Florence is an important city in Italian fashion, being ranked in the top 50 fashion capitals of the world; furthermore, it is a major national economic centre, as a tourist and industrial hub. In 2008, the city had the 17th highest average income in Italy.
Florence originated as a Roman city, and later, after a period as a flourishing trading and banking medieval commune, it was the birthplace of the Italian Renaissance (or the “Florentine Renaissance”). According to the Encyclopædia Britannica, it was politically, economically, and culturally one of the most important cities in Europe and the world from the 14th to 16th centuries.
The language spoken in the city during the 14th century was, and still is, accepted as the Italian language. Almost all the writers and poets in Italian literature of the golden age are in some way connected with Florence, leading ultimately to the adoption of the Florentine dialect, above all the local dialects, as a literary language of choice.

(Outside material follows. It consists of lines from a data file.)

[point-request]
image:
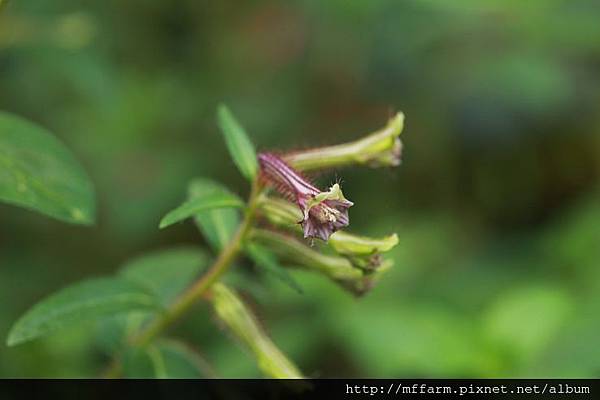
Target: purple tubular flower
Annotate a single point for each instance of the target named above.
(323, 212)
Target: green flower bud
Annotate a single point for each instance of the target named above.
(339, 269)
(244, 326)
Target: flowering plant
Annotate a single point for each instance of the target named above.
(286, 220)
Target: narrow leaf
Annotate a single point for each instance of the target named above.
(166, 273)
(197, 205)
(83, 302)
(267, 260)
(239, 145)
(165, 359)
(217, 225)
(38, 172)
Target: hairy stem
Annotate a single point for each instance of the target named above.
(198, 289)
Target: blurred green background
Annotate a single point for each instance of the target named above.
(497, 202)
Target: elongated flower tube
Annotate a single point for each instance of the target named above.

Starting from the late Middle Ages, Florentine money—in the form of the gold florin—financed the development of industry all over Europe, from Britain to Bruges, to Lyon and Hungary. Florentine bankers financed the English kings during the Hundred Years War, as well as the papacy, including the construction of their provisional capital of Avignon and, after their return to Rome, the reconstruction and Renaissance embellishment of the latter.

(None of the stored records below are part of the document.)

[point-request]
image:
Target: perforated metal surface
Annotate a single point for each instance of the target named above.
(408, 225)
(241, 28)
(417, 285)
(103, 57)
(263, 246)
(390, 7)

Florence was home to the Medici, one of history’s most important noble families. Lorenzo de’ Medici was considered a political and cultural mastermind of Italy in the late 15th century. Two members of the family were popes in the early 16th century: Leo X and Clement VII. Catherine de Medici married king Henry II of France and, after his death in 1559, reigned as regent in France. The Medici reigned as Grand Dukes of Tuscany, starting with Cosimo I de’ Medici in 1569 and ending with the death of Gian Gastone de’ Medici in 1737.